Car la bonne musique ne s'invente pas, je jurerais plutôt qu'elle s'écoute dans l'air qui passe puis se distille en notre esprit, comme à notre insu.
La récitation chantée fut brisée d'airs déchirants et brefs où les castrats envoyaient leur vocalité d'acrobate arracher des larmes au paradis. Les voix claires, juvéniles et femelles, de cette enfance perpétuée par la petite opération, tutoyaient les entrailles et donnaient des vapeurs aux femmes. La chair de poule en venait aux plus réticents.

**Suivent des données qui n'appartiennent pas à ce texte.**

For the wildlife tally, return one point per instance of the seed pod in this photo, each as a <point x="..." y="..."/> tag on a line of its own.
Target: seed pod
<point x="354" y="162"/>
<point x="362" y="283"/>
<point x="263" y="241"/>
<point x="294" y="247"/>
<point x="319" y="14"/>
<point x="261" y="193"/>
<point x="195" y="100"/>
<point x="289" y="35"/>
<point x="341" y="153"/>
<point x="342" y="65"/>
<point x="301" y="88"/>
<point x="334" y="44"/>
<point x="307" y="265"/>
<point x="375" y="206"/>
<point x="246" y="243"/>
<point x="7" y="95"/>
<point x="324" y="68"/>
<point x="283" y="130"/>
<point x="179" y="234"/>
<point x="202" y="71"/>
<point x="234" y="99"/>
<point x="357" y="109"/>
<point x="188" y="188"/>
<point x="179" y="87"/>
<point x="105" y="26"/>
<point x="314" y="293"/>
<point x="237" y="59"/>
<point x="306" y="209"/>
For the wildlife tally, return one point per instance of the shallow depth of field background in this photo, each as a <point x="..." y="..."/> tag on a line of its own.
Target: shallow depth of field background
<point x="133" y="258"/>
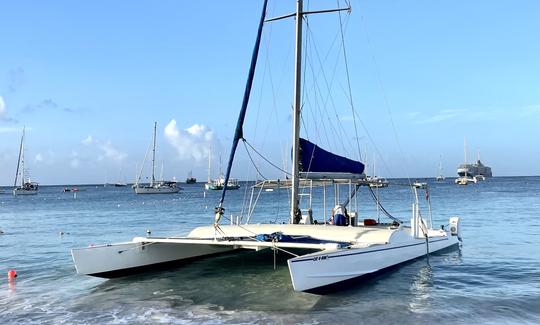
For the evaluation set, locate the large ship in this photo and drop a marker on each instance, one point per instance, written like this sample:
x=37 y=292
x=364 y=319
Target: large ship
x=474 y=170
x=477 y=171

Un fleuve puissant descendit en mon corps, son fluide délia mes articulations. Ce n'était plus ni le violon ni sa technique ni moi-même qui chantaient, mais un esprit soudain libéré dont la fureur m'emplissait de la racine des cheveux jusqu'au bout des orteils. Il me fallait donner corps à ce charme sorcier, utiliser plus encore que bras et mains : je réclamais d'être entièrement habité.
Je commençai à danser tout en jouant, doublant chaque variation de pointes et d'entrechats, semant parmi les convives mon jeu ardent. Les musiciens reprirent leurs instruments, ils se mirent à mon improvisation, l'un sur son tambour, l'autre aux cistres, un troisième sur ses castagnettes charpentant ma mesure. Dessus de viole, ténor de viole, basse de viole et violone se firent l'écho du thème par mes soins chantourné, lui donnant l'impulsion d'une chaconne, obsédante, répétitive et comme hypnotique.
Jadis, dans les jardins du Palais-Royal, nous avions bien ri [Lully et Louis XIV]. À présent nous dansions. Quoi de plus naturel ? Je me mis peu à peu à lui créer sa musique, adaptant mes notes à ses pas. Je l’anticipais, je le devinais, je jouais avec lui. Cela le dégourdissait, lui donnait de la confiance et affermissait son jeune corps. Il devenait un adolescent joliment charpenté et je me prenais à jouir de sa beauté, tenue par le seul mouvement de ma pochette.
Je le regardais, je le dirigeais par mon jeu et mes notes. Je lançais sa jambe, je bombais son torse, j’abaissais son postérieur. Par tous ces petits services, comme pour le plaisir que nous trouvions à danser ensemble, nous nous prîmes d’une affection de plus en plus prononcée.